Intake for a Data Science workflow

A data scientist wishes to find data for a given task, and introspect the attributes of that data, to make sure it is right for a given task. Next, the data should be loaded, ready for analysis, with the less known about the specifics of the loading package, format and storage backend, the better.

Intake provides an easy way to find your data, locally, in a cloud service, or on an Intake server. In this tutorial, we show an overview of working with Intake from the point-of-view of the data scientist, or data end-user: someone who wants a package which can fetch the data and then "get out of the way".

The common starting point for finding and inspecting data-sets is with a catalog, which is a collection of entries, each of which corresponds to a specific data-set. The entries have names, descriptions and metadata, to allow for searching and filtering of the entries, to find the specific data which solves a particular problem.

There are two specific starting points that a data scientist might usually use:

  • built-in data, which may have been conda-installed, or otherwise appear on a predetermined search-path
  • specific URLs containing catalog specifications.

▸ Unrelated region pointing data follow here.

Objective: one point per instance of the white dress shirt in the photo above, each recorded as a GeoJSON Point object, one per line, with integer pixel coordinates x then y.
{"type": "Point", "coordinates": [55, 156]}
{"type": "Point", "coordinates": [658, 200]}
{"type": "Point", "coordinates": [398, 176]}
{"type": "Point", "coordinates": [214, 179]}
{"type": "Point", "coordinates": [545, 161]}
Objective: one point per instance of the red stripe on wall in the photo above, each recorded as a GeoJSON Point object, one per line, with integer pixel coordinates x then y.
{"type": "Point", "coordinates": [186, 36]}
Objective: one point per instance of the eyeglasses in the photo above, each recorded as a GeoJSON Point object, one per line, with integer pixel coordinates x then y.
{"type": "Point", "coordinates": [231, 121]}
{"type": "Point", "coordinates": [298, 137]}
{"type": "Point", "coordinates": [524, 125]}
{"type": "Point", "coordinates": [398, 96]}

Both of these can be accessed programatically or via the GUI, and we'll demonstrate each.

In [ ]:
import intake
intake.output_notebook()  # enables source.plot API

In this environment, we have "conda installed data" which could look as follows:

conda install -c intake us_crime

This action puts a speacial catalog spec file in the YAML format in a location which Intake searches at import time. The effect is to make some datasets automatically available in the special catalog intake.cat. In the following cell, the entry "us_crime" corresponds to the dataset which is installed with the conda command above.

In [ ]:
intake.cat
In [ ]:
# find the entries in the catalog
list(intake.cat)

Any entry of eny catalog is easy to investigate. The standard repr already gives a lot of information about the data. Note that you can use attribute access to grab a specific entry, if it has a name which can be a python identifier, or with getitem syntax ["name"], which always works.

In [ ]:
# select an entry
# same as intake.cat["us_crime"]
intake.cat.us_crime

We found that this represents a dataframe, to be read by the driver "csv".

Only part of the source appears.